American information technology company

Riverbed Technology LLC is an American information technology company. Its products consist of software and hardware focused on Unified Observability, Network Visibility, End User Experience Management, network performance monitoring, application performance management, and wide area networks (WANs), including SD-WAN and WAN optimization.

Riverbed has its headquarters in Redwood City, near San Francisco. Founded in 2002, the company was recapitalized in December 2021 and its majority shareholder was Apollo Global Management at the time. In 2023, it was acquired by private equity firm Vector Capital.

==History==

=== Origins and founding (2002) ===
Jerry Kennelly, former CEO, and Steve McCanne, former CTO, founded a technology company in May 2002, originally named NBT (Next Big Thing) Technology.
The company became Riverbed Technology in 2003. Kennelly and McCanne led internal development of the first SteelHead appliances, the 500, 1000, 2000, and 5000 models, and the first SteelHead shipped in April 2004 to Environment Canada.

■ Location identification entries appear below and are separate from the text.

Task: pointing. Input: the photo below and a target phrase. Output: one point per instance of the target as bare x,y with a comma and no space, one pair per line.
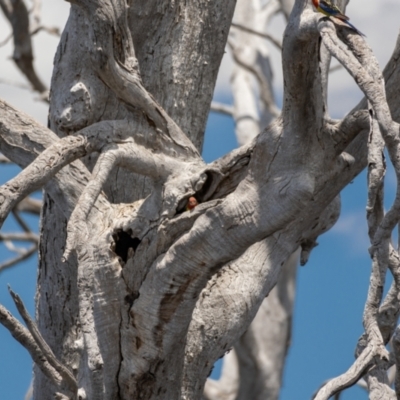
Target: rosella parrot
329,9
192,203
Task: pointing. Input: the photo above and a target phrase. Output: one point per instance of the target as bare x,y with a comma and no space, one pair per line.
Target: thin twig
349,378
20,237
23,336
267,36
222,108
69,379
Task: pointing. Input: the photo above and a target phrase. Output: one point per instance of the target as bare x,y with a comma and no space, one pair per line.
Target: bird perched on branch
329,9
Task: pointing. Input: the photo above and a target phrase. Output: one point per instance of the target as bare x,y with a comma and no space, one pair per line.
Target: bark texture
137,295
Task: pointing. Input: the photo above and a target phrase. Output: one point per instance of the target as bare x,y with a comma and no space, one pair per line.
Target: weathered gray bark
135,296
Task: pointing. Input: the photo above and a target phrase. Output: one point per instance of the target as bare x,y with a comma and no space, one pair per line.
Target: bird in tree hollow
329,9
192,203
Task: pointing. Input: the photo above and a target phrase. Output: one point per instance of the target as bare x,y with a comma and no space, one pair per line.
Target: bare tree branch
17,14
67,376
267,36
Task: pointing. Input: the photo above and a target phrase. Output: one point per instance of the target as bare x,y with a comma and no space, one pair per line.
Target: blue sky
331,288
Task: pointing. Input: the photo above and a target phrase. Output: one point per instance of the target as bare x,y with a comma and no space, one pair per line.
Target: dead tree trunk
137,297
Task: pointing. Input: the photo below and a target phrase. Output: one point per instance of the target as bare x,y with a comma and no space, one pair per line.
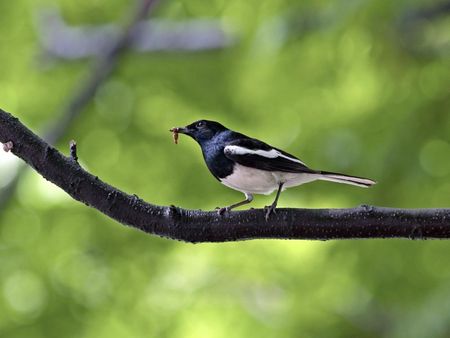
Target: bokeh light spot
25,293
435,158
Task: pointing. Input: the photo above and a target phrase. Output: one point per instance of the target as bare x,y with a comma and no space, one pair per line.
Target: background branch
66,42
200,226
101,68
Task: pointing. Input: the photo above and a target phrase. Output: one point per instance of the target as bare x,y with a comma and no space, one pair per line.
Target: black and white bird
254,167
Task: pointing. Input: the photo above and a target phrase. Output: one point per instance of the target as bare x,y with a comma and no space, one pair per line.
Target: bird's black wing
257,154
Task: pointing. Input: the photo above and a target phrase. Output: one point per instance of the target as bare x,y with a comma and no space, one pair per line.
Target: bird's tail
341,178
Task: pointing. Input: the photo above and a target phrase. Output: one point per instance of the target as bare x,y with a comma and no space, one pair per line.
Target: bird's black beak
180,130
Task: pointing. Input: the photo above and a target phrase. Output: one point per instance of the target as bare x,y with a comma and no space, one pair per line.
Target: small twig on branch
87,89
73,150
200,226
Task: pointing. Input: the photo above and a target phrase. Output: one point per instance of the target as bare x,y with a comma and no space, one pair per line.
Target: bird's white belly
255,181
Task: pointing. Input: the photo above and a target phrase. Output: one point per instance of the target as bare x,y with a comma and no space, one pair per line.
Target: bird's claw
270,209
221,211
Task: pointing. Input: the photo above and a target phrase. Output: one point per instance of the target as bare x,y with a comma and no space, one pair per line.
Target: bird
252,166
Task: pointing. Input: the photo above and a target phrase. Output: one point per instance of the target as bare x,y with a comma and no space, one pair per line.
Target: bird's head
201,131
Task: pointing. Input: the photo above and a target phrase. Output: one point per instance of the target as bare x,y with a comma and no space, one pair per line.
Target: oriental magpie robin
252,166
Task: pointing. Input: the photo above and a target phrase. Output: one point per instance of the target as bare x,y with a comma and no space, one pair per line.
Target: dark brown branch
87,89
200,226
66,42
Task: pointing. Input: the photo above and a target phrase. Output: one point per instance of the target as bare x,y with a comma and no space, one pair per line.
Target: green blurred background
361,87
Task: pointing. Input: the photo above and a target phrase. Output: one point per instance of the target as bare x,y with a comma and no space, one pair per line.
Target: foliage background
343,84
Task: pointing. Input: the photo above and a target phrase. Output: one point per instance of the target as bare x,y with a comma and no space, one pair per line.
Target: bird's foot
221,211
270,209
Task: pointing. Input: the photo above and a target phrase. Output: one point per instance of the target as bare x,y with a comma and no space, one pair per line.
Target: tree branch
200,226
62,41
101,69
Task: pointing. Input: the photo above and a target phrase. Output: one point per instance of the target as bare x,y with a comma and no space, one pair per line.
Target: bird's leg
248,199
271,209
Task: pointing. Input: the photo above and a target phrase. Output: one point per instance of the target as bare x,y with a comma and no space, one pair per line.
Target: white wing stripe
236,150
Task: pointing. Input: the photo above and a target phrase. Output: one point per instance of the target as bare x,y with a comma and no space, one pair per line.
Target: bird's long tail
341,178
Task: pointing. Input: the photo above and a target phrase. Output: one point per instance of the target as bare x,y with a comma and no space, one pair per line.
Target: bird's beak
180,130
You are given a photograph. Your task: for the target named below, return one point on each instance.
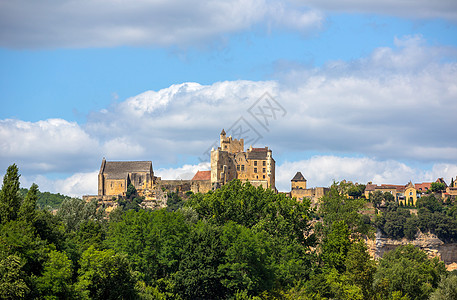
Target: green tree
(408, 270)
(56, 279)
(360, 268)
(198, 276)
(388, 197)
(105, 275)
(153, 241)
(354, 192)
(335, 206)
(12, 283)
(27, 211)
(437, 187)
(74, 212)
(10, 200)
(246, 261)
(174, 202)
(431, 203)
(447, 289)
(335, 246)
(249, 206)
(376, 198)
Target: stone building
(299, 190)
(229, 161)
(115, 176)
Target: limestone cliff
(432, 245)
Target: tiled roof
(257, 155)
(298, 177)
(202, 175)
(120, 169)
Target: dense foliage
(433, 215)
(47, 200)
(238, 242)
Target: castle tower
(298, 182)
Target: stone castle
(229, 161)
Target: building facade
(229, 161)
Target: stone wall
(433, 246)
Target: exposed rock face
(432, 245)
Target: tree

=== Public company and acquisition offers (2006-2015) ===
Riverbed stock began trading on NASDAQ September 21, 2006.
Riverbed opened up an off-site location at Research Park, University of Illinois at Urbana-Champaign before 2009.

In February 2014, the US hedge fund Elliott Management Corporation made a $3.36 billion offer to acquire Riverbed (after a bid of $3.08 was rejected).

In October 2014 NetApp acquired Riverbed's SteelStore line of data backup and protection products,
which NetApp later renamed as "AltaVault".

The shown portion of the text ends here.